Integrating Eye Tracking and Speech Recognition Accurately Annotates MR Brain Images for Deep Learning: Proof of Principle

Radiol Artif Intell. 2020 Nov 11;3(1):e200047. doi: 10.1148/ryai.2020200047. eCollection 2021 Jan.

Abstract

Purpose: To generate and assess an algorithm combining eye tracking and speech recognition to extract brain lesion location labels automatically for deep learning (DL).

Materials and methods: In this retrospective study, 700 two-dimensional brain tumor MRI scans from the Brain Tumor Segmentation database were clinically interpreted. For each image, a single radiologist dictated a standard phrase describing the lesion into a microphone, simulating clinical interpretation. Eye-tracking data were recorded simultaneously. Using speech recognition, gaze points corresponding to each lesion were obtained. Lesion locations were used to train a keypoint detection convolutional neural network to find new lesions. A network was trained to localize lesions for an independent test set of 85 images. The statistical measure to evaluate our method was percent accuracy.

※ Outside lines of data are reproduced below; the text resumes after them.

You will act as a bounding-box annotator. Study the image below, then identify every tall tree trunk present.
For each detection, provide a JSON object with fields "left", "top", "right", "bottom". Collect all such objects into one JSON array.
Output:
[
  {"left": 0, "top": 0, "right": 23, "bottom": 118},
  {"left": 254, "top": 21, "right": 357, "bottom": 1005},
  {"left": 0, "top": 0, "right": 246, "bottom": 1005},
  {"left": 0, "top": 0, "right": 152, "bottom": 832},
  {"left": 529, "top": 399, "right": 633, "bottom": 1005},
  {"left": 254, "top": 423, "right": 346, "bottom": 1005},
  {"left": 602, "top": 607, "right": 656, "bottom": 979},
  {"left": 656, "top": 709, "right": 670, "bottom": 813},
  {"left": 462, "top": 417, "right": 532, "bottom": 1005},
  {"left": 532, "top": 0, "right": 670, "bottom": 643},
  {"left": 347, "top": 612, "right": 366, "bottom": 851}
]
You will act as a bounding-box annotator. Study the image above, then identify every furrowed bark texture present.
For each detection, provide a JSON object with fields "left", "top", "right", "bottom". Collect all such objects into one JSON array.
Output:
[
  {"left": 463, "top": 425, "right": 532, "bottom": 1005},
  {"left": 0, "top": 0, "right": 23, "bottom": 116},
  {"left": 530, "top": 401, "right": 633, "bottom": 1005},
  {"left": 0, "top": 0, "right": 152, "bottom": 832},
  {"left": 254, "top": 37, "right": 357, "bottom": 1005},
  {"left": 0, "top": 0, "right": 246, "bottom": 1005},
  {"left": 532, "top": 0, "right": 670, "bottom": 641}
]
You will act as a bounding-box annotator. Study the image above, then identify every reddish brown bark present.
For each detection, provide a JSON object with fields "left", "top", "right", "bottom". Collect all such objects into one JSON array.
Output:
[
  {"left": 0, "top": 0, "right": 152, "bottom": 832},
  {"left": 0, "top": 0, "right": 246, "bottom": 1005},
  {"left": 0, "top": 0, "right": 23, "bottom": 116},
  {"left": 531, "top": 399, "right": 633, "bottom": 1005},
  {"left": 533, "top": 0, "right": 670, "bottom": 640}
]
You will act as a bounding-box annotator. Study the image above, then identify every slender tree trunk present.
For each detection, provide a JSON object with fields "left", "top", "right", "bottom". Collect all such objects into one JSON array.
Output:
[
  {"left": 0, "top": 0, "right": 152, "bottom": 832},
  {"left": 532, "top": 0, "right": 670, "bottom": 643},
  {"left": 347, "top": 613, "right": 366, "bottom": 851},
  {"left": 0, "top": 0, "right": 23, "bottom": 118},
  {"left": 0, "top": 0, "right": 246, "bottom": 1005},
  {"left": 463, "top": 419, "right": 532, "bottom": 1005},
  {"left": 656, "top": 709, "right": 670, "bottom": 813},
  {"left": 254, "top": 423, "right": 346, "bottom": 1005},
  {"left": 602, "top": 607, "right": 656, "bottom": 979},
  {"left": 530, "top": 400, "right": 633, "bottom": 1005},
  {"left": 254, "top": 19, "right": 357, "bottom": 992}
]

Results: Eye tracking with speech recognition was 92% accurate in labeling lesion locations from the training dataset, thereby demonstrating that fully simulated interpretation can yield reliable tumor location labels. These labels became those that were used to train the DL network. The detection network trained on these labels predicted lesion location of a separate testing set with 85% accuracy.

Conclusion: The DL network was able to locate brain tumors on the basis of training data that were labeled automatically from simulated clinical image interpretation.© RSNA, 2020.